Got into an argument with someone over whether a character is "non-binary."
The character's name is Zoe Hange, from Attack On Titan.
According to this other guy, in the manga in Japanese, for some reason Zoe's sex is apparently never specified, thus this guy insists on referring to her with they/them crap--he also uses this as justification for that whole Yamato thing. "See? Other series do this. Get educated."
The anime, however, explicitly makes Zoe female, and voiced by women in both Japanese and English--were she non-binary, she likely would have been voiced in English by someone who claims to be such, like Michelle Rojas or Marianne Miller (now calling herself Marin Miller), but instead she is dubbed by Jessica Calvello, who is a normal woman.
Yet this guy only refers to Zoe Hange as "they" and crap like that.
I am not into Attack On Titan. Not my thing. But unlike One Piece's Yamato, I can't find word from the original creator on this, and I don't trust sites like TV Tropes to tell me the truth here. Thus, I turn to you.
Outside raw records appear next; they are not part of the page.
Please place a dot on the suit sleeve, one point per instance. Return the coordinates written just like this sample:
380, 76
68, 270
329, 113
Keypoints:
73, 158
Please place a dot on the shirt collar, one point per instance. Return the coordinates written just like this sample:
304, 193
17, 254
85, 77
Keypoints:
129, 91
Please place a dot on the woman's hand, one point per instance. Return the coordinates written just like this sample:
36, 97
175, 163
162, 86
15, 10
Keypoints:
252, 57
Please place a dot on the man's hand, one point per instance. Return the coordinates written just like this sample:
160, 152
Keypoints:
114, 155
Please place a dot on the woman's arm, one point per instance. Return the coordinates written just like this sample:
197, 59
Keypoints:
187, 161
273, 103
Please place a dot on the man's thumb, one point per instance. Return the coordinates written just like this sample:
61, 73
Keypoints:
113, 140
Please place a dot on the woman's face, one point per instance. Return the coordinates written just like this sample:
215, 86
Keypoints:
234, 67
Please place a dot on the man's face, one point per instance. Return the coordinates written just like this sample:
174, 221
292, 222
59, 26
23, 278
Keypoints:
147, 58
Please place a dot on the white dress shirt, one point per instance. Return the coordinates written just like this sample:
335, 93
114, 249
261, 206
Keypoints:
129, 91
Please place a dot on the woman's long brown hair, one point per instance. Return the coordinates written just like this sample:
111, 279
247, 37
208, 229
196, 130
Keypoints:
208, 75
If the mods feel the need to remove this, I will understand. I'm just not sure who else I could ask this.
The decade old American concept of "nonbinary" (along with "trans", "genderfluid", etc) doesn't exist in Japan in any meaningful way and any similarities are merely coincidences. Japanese genderbending stuff has absolutely no cultural or historical connection to modern Western queerness. If you try this argument on somebody online who is passionately arguing that an Attack on Titan character is nonbinary it will almost definitely fail, though.